One of the story lines follows Erika Christensen, who is adopting a baby. The birth mother is staying with her while she is pregnant. Erika admirably tries to shield the birth mother from the many emotional triggers that comes with trying to detach yourself from a natural attachment that already exists. She doesn’t show her the nursery, telling her husband it would be a bit awkward for her to see the room her baby is going to live in, the room belonging to the baby that is her’s now, but won’t be once it is born. Problem is, those triggers are everywhere and there is no way to prevent the birth mother from them all.
They go to a birthing class and the instructor tells them that labor is hard and terrible but it’s all worth while when you’re holding your baby in your arms. The birth mother leaves the room, and begins to cry. And here I am on my couch, crying my eyes out. Crying for the birth mom because I know exactly how she feels and crying for Erika Christensen who comes rushing out after her, undoubtedly thinking now she might not give her baby up for adoption after all.
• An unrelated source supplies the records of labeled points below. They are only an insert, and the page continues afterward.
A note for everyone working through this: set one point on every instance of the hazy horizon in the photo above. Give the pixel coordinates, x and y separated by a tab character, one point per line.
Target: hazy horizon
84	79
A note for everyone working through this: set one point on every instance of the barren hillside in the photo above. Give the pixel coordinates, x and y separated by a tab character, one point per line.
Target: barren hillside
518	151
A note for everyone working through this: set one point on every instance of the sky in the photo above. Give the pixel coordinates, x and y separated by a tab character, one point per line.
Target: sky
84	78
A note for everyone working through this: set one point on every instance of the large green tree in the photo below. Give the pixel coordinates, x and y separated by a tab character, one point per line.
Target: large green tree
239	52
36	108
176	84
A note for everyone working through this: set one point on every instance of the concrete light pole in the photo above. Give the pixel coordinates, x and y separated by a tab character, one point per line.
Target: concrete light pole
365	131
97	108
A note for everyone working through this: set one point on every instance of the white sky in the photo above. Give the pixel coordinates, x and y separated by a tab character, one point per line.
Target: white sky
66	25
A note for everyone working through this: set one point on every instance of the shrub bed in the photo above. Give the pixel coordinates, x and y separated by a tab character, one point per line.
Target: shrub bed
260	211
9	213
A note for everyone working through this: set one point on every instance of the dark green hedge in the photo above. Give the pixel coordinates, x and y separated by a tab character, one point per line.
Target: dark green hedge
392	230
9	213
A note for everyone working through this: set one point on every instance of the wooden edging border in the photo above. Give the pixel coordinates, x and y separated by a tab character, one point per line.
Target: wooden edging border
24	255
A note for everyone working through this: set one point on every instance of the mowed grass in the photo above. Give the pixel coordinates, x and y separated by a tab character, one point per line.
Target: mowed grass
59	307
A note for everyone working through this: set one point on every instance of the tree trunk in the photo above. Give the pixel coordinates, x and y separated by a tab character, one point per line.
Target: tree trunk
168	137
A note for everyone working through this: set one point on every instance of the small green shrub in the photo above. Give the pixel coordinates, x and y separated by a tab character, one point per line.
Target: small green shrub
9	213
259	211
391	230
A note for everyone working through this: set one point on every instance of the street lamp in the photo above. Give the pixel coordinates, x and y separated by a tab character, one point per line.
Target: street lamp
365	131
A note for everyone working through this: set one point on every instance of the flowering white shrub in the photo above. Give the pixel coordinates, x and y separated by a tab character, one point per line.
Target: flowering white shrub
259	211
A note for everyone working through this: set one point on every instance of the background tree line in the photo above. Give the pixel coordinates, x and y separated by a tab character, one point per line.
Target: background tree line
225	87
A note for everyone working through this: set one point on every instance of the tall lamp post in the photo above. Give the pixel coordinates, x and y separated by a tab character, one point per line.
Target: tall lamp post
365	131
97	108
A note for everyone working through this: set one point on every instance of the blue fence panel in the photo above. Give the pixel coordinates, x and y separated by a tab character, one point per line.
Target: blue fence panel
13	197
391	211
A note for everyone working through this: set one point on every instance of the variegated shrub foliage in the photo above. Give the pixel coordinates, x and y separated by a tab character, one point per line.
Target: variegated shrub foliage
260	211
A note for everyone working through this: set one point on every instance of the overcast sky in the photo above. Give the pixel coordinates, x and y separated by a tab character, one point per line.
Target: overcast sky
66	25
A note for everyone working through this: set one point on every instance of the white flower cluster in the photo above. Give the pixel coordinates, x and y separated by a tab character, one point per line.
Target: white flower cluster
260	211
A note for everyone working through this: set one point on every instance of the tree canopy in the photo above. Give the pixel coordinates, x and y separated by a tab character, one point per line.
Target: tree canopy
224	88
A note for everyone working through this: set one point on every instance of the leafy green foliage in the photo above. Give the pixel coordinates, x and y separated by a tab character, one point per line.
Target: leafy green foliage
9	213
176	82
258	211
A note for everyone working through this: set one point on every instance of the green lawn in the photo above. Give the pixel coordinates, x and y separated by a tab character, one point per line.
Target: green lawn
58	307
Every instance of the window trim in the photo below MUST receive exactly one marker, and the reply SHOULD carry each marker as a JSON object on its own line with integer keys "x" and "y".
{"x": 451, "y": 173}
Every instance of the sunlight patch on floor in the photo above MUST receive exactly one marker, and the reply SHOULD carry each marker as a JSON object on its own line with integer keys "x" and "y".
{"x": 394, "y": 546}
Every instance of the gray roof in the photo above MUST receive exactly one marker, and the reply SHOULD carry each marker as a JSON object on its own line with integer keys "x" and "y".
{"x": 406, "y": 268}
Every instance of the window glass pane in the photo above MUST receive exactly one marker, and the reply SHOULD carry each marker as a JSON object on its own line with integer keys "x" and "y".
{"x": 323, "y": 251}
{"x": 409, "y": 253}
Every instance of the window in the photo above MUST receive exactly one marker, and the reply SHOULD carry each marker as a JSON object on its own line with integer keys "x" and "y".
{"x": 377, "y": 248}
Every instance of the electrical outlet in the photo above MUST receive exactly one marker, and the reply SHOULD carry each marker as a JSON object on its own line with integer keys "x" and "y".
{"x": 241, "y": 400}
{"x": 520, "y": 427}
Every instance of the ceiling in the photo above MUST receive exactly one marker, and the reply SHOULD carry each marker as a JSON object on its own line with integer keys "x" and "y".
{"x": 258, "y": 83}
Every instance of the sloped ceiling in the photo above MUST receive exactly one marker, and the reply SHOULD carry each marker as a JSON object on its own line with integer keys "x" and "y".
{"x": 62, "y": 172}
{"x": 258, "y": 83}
It is easy to appreciate the sacrifice a birth mother makes, but so difficult to understand the feeling. It might even be impossible for anyone to understand who hasn’t been through it. I feel silly when I cry at one of those emotional triggers, even now, six and a half years after Gracie was born. But the fact is, it is unnatural to grow a baby inside of you for nine months and completely detach yourself from it. This is your flesh and blood: a life you have created. I have never completely detached myself from Gracie, and that’s why that show last night made me cry uncontrollably.
But it was a bit cathartic, as well, feeling as if someone understands what it feels like. Even though the birth mother is an actress in Hollywood, it was written so realistically that I felt as if she was really a person with those real feelings who could really empathize with me.
People tiptoe around the subject with me or avoid it all together or bring it up awkwardly so as to act like they’re not avoiding the subject, but either they think it’s awkward to talk about, or they think I’ll think it’s awkward to talk about. Really, I just feel like no one understands what I’m feeling and will think it’s ridiculous when I cry at some silly thing that reminds me of Gracie.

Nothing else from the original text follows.